The ability to avoid jail while awaiting trial should not depend on how much money you have to bail out. A bad guy with enough bread is out on the streets, possibly committing more crime. Meanwhile, some poor innocent can have his/her life ruined in the clink, simply for lack of cash.

That begs the question: How many arrestees without sufficient cash have crimes committed on their behalf to pony up bail? Under the no-bail system, the incentive to commit those crimes goes away.

I haven’t heard this as another sensible reason to eliminate bail, but it should be factored into the ongoing discussion of the new no-bail reform.

Walt Zlotow, Glen Ellyn

Expand free schooling beyond K-12

Why does free public education end with high school?

Public education should be an opportunity for anyone to make their life better, at all stations in life. It’s sad to see the tremendous waste of life and our only solution being more police.

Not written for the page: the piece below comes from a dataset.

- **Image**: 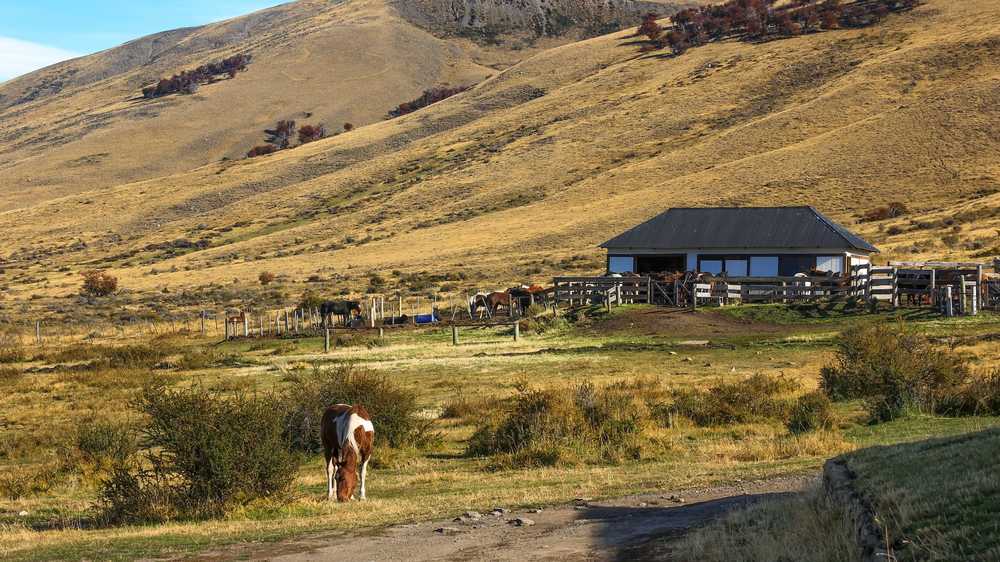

Let’s chop in half the federal space program and use that money to open the doors to a brighter future.

Paul Orich, Lansing 

Trump’s tax returns show he’s been lying about his wealth

Gee, who knew Donald Trump was not only a lousy businessman but a totally dishonest one besides? I mean, didn’t he always come across as an honest individual who was only guilty of being a little too soft-spoken for a true politician?

Who would’ve ever suspected the man never made an honest buck in his life, or recorded any measurable profits either. But with the release of his tax returns by the U.S. House of Representatives Committee on Ways and Means, it’s now obvious that he has been lying about his supposed wealth for years, if not decades.

And it doesn’t take a Nostradamus to predict the downfall of the disgraced ex-president now that the proverbial cat is out of the bag. The only question remaining is how many more rounds of golf can he complete before his prized clubs are repossessed to pay off a lingering debt.